Les pharmaciens s’inscrivent-ils dans la tendance forte qui pousse de plus en plus de Français à s’expatrier ? Difficile d’avoir une vision d’ensemble, mais le Conseil de l’Ordre indique avoir « reçu, en 2015, 45 demandes d’attestation de la part de pharmaciens désireux d’obtenir une autorisation d’exercer dans un autre pays, contre 40 en 2014 et 38 en 2013 ». Selon les statistiques européennes établies entre 1994 et 2014, 425 diplômés français au total exercent dans un autre pays de l’Espace économique européen (EEE). Au Québec, 136 demandes de reconnaissance des qualifications professionnelles ont été étudiées et acceptées entre 2011 et 2014.

« Au vu des enjeux, il faut commencer, avant de partir, par bien définir ses motivations et son projet tant sur le plan personnel que professionnel, avertit François Barry Delongchamps, président délégué de l’Union des Français de l’étranger. La durée envisagée du séjour, la destination et la langue que l’on y parle, le fait de partir seul ou en famille sont autant de paramètres à prendre en compte. » En tant que pharmacien, il faut s’interroger sur la capacité à s’adapter à un mode d’exercice, un système de santé et un contexte économique forcément différents. « Il faut être prêt à accepter l’éloignement et un autre contexte culturel, même quand il est francophone », insiste Thomas Weil, pharmacien expatrié à Montréal (lire aussi l’encadré ci-dessous). Le bon réflexe ? Effectuer un voyage de reconnaissance avant d’arrêter sa décision.

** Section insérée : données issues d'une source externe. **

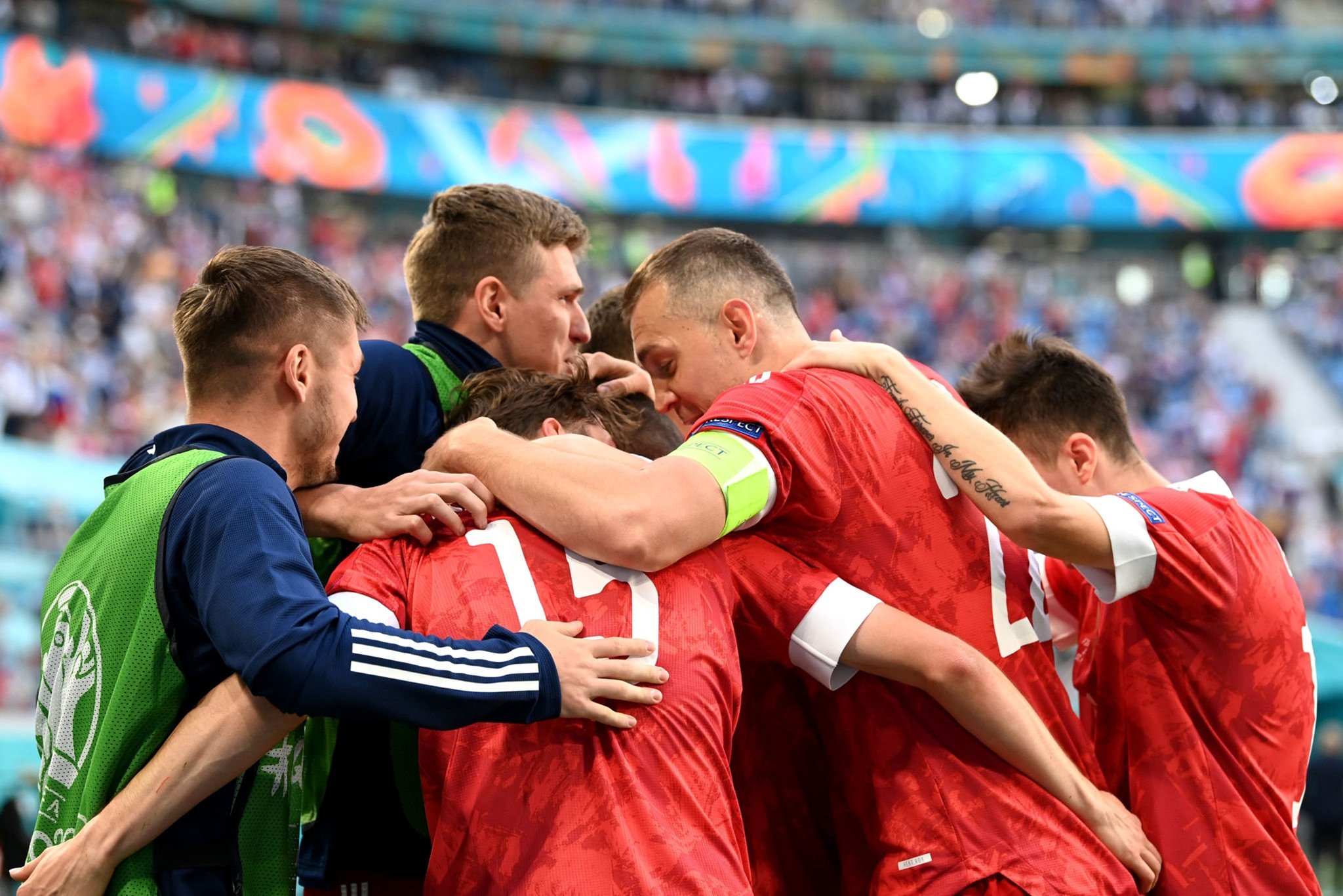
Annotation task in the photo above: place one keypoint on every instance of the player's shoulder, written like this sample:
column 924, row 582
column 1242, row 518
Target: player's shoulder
column 772, row 397
column 234, row 486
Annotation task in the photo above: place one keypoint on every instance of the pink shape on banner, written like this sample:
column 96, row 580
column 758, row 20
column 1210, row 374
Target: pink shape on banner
column 757, row 175
column 47, row 105
column 316, row 133
column 1296, row 183
column 507, row 136
column 672, row 176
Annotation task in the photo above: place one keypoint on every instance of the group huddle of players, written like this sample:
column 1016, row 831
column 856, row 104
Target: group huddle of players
column 857, row 595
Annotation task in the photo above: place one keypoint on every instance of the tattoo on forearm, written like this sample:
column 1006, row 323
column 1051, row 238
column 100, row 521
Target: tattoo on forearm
column 967, row 468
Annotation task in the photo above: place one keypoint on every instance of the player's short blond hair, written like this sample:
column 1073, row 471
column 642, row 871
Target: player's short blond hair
column 483, row 230
column 706, row 267
column 1039, row 390
column 249, row 303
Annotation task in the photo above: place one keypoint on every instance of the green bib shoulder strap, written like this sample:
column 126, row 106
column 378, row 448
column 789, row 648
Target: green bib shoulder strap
column 448, row 383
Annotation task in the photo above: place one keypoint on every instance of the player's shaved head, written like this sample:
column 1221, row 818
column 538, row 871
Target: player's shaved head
column 610, row 327
column 483, row 230
column 706, row 267
column 252, row 303
column 520, row 400
column 1039, row 390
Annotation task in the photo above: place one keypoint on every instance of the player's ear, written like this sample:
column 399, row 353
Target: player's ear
column 740, row 320
column 489, row 300
column 297, row 370
column 1083, row 454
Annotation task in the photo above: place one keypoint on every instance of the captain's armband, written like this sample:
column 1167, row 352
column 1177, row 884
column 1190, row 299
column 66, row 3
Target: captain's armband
column 742, row 472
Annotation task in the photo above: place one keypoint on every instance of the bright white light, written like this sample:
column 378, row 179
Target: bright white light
column 1134, row 285
column 934, row 23
column 976, row 88
column 1325, row 90
column 1275, row 284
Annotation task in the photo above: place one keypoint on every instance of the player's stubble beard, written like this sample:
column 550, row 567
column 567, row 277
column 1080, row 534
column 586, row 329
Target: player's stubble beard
column 319, row 441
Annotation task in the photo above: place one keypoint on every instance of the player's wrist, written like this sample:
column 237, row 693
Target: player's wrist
column 105, row 840
column 327, row 509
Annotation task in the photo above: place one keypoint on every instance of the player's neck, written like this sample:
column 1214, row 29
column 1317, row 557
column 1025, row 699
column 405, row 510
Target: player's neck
column 474, row 330
column 1136, row 476
column 785, row 344
column 266, row 430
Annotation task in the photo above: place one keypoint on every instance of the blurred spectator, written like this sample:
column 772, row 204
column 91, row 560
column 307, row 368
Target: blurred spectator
column 1323, row 802
column 90, row 267
column 411, row 70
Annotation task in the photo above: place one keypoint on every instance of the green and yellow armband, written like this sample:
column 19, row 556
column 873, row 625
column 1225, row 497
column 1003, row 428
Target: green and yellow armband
column 742, row 472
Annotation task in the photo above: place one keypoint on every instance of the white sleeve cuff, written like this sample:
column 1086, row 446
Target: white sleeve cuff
column 1062, row 625
column 1131, row 543
column 826, row 631
column 363, row 608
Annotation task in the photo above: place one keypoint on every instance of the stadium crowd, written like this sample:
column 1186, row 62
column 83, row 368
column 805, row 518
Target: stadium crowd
column 418, row 70
column 1041, row 14
column 93, row 257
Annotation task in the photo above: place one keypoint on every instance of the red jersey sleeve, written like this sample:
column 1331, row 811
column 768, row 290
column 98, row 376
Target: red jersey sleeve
column 774, row 416
column 1169, row 549
column 1067, row 593
column 792, row 612
column 372, row 583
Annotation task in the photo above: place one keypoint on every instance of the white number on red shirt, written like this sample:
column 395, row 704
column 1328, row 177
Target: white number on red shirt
column 588, row 578
column 1013, row 634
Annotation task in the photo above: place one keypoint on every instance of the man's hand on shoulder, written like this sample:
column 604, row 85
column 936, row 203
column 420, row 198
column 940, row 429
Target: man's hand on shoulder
column 840, row 354
column 453, row 450
column 618, row 376
column 402, row 507
column 79, row 867
column 590, row 671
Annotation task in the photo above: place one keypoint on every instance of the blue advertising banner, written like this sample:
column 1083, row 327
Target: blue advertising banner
column 338, row 139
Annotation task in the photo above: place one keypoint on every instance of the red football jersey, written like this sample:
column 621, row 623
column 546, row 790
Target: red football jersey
column 1197, row 679
column 569, row 806
column 920, row 805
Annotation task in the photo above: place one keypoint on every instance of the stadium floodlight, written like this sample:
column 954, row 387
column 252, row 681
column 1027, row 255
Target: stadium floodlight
column 976, row 88
column 1275, row 284
column 1325, row 90
column 934, row 23
column 1134, row 285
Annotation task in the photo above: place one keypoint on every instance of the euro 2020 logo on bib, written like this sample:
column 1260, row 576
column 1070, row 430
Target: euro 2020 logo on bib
column 70, row 695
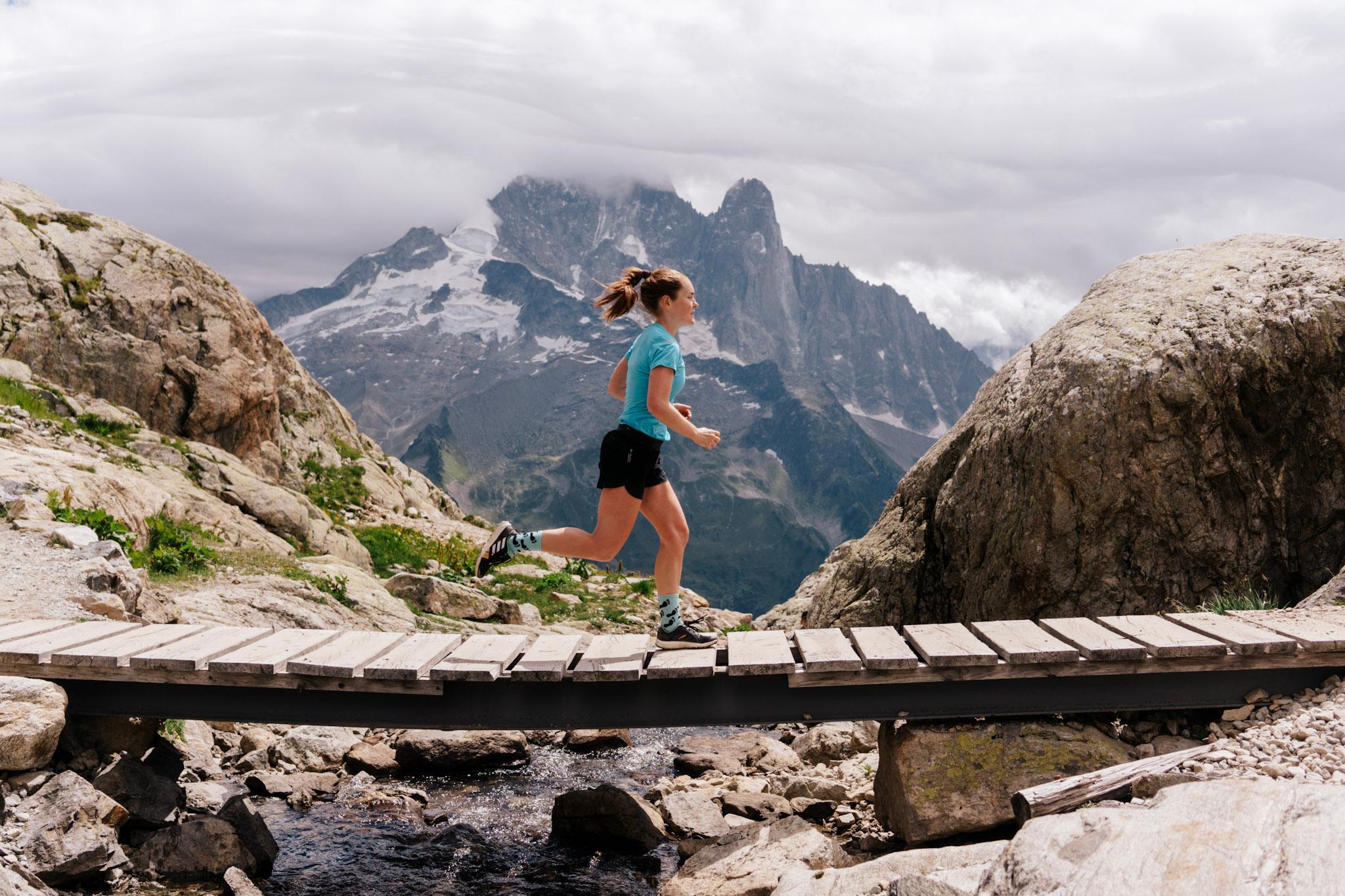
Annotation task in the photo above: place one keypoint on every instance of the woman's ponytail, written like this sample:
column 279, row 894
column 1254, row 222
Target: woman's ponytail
column 638, row 285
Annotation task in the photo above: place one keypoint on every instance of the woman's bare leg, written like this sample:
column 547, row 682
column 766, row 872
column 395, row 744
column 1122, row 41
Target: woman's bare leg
column 662, row 508
column 617, row 512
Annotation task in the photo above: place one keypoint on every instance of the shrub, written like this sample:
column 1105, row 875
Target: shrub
column 174, row 547
column 397, row 545
column 334, row 488
column 109, row 430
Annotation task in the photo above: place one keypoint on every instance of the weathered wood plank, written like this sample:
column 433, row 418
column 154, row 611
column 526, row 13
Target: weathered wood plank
column 482, row 657
column 883, row 648
column 26, row 628
column 826, row 651
column 345, row 656
column 1241, row 636
column 1164, row 639
column 38, row 648
column 1312, row 633
column 269, row 654
column 192, row 653
column 1069, row 793
column 950, row 644
column 759, row 653
column 613, row 657
column 681, row 664
column 1024, row 641
column 1093, row 640
column 548, row 658
column 119, row 649
column 413, row 657
column 923, row 673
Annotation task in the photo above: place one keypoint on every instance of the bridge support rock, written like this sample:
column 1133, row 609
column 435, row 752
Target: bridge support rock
column 937, row 781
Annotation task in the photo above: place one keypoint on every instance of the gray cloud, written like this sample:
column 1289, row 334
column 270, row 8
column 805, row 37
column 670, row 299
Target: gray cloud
column 990, row 160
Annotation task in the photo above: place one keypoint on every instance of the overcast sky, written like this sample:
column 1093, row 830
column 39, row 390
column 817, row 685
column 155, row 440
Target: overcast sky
column 989, row 160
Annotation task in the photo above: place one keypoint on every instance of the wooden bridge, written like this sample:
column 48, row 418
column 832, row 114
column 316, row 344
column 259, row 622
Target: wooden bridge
column 510, row 681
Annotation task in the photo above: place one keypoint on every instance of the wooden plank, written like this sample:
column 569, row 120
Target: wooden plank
column 1242, row 637
column 1023, row 641
column 1164, row 639
column 119, row 649
column 38, row 648
column 1227, row 662
column 1114, row 781
column 269, row 654
column 883, row 648
column 615, row 657
column 482, row 657
column 192, row 653
column 950, row 644
column 826, row 651
column 1312, row 633
column 1093, row 640
column 346, row 656
column 24, row 628
column 413, row 657
column 759, row 653
column 548, row 658
column 681, row 664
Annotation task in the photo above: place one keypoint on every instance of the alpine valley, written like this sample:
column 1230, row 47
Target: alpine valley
column 478, row 358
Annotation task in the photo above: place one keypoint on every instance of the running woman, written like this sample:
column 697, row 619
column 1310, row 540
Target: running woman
column 630, row 472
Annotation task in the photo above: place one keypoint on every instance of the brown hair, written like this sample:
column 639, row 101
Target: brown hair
column 649, row 286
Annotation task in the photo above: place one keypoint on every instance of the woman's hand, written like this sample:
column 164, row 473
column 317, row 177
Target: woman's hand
column 707, row 438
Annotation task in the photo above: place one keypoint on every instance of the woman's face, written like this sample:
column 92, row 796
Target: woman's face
column 681, row 310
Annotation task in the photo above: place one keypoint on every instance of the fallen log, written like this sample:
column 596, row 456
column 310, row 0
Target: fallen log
column 1070, row 793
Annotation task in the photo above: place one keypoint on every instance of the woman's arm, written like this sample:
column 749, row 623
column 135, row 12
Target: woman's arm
column 617, row 386
column 661, row 386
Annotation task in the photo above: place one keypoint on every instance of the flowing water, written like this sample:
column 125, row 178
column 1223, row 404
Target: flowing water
column 353, row 851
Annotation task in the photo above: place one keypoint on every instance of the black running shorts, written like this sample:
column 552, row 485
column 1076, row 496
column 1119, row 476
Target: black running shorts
column 630, row 459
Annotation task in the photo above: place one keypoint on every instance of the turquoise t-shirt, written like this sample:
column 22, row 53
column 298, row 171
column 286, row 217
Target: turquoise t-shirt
column 654, row 347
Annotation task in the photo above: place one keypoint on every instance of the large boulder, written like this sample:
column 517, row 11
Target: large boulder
column 1180, row 430
column 876, row 875
column 151, row 800
column 197, row 849
column 314, row 747
column 72, row 830
column 1231, row 837
column 607, row 817
column 33, row 712
column 735, row 754
column 751, row 860
column 447, row 598
column 440, row 752
column 937, row 781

Un exercice à géométrie variable en Europe

Comme tous les professionnels de santé, les pharmaciens français peuvent travailler librement dans l’ensemble des Etats membres de l’Europe. Conformément à la directive 2005/36/CE du Parlement européen, ils bénéficient de la reconnaissance automatique de leurs qualifications professionnelles au sein de l’ensemble de l’EEE et en Suisse. L’autorisation d’exercer est délivrée au terme d’une procédure de reconnaissance effectuée auprès de l’autorité compétente du pays concerné.

Variable selon les Etats, la liste des documents à fournir comprend notamment une attestation de conformité de diplôme français aux dispositions communautaires, une preuve d’inscription ou de radiation* à l’Ordre, attestant également de l’absence de sanction disciplinaire, à demander à la section dont l’on dépend. Quant aux jeunes diplômés non inscrits au tableau de l’Ordre, ils doivent demander une attestation destinée à certifier l’absence de sanction disciplinaire, directement auprès du Conseil national. A noter qu’à compter du 18 janvier 2016, la mise en œuvre d’une carte professionnelle européenne (CPE) simplifiera la démarche au moyen d’une procédure électronique standardisée. Autre voie ouverte par la directive 2005/36/CE, le régime de la libre prestation de services permet aux pharmaciens d’exercer « temporairement et occasionnellement » dans un autre pays européen que celui d’origine. Il faut être établi dans son pays d’origine et inscrit au tableau de l’Ordre pour effectuer sa demande auprès de l’autorité compétente du pays d’accueil.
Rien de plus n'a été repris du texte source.